At the nano-mechanical scale, heat conduction processes exhibit a wide variety of phenomena that are different from macroscopic observations. Conventional models, such as the Fourier's law, are inadequate. In addition, there are overwhelming observations that suggest that heat conduction properties depend critically on the system size and geometry, creating a unique challenge for the portability of the mathematical models. This project aims to bridge the modeling gap by developing a first-principle based approach that leads to a hierarchy of generalized models. The new models have the potential capabilities to describe various important behavior of heat conduction processes, including the wave propagation characteristic, fluctuation, delay, and more.

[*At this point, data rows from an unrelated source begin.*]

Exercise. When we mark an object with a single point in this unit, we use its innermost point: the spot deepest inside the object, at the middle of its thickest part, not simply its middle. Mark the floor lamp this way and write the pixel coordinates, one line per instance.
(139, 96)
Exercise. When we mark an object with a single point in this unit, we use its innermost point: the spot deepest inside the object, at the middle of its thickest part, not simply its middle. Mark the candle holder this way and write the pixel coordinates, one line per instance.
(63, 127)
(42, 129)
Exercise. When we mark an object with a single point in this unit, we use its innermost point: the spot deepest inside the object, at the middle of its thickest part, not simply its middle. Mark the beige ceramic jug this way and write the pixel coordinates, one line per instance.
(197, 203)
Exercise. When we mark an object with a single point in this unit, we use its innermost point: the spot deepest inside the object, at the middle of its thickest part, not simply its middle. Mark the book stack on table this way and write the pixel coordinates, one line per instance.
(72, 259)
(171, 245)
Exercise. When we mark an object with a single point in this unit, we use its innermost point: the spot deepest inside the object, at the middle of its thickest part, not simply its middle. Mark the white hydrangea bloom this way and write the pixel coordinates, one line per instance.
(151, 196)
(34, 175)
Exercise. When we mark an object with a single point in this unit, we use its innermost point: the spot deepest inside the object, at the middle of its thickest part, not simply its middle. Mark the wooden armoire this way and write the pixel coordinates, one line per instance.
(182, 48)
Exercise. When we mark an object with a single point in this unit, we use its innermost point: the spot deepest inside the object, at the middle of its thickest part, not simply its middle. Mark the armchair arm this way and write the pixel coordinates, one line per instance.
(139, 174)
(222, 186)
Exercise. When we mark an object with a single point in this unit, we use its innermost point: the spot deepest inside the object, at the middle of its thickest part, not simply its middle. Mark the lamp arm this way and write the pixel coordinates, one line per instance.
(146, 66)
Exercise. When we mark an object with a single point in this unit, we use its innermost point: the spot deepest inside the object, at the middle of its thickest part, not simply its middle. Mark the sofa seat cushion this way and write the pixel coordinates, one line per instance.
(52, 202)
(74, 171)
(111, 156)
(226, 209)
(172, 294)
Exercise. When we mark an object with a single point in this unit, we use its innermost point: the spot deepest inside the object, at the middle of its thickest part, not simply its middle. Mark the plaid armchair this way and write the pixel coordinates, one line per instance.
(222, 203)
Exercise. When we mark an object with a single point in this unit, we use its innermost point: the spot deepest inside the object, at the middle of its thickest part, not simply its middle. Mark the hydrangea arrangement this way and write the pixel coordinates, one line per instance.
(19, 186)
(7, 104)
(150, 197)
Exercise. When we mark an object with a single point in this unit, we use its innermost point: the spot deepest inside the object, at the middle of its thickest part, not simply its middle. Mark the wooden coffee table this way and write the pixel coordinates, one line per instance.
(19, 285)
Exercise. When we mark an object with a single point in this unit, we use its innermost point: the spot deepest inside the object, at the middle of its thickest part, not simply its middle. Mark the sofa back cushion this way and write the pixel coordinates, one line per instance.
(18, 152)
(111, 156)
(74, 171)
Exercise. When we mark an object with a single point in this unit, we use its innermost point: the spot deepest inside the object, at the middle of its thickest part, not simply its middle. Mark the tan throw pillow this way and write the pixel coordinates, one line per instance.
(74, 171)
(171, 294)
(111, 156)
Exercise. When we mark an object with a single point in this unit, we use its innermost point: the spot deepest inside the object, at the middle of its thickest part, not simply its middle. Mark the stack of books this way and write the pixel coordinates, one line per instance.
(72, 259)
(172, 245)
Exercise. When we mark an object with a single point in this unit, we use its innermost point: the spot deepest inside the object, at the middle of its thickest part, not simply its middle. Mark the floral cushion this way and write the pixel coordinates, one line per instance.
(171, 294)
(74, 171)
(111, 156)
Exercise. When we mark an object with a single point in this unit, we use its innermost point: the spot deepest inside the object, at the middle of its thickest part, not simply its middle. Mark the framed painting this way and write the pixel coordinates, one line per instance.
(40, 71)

The proposed approach will derive new constitutive models from first-principle, and mathematically, the models are obtained from a microscopic many-particle description with three levels of reductions: A spatial reduction that eliminates atomic-level details and singles out the dynamics of the average energy, a temporal reduction that removes the nonlocality in time, and a statistical reduction that efficiently samples scale-dependent, statistical noises. Such a first-principle based approach derives its benefit from its combination of mathematical transparency, robustness, and amenability to error estimates. Unlike conventional theories, the current approach yields a stochastic constitutive model. Combined with energy balance, the constitutive models lead to stochastic partial differential equations, for which there is a wealth of interesting mathematical and computational issues.
This award reflects NSF's statutory mission and has been deemed worthy of support through evaluation using the Foundation's intellectual merit and broader impacts review criteria.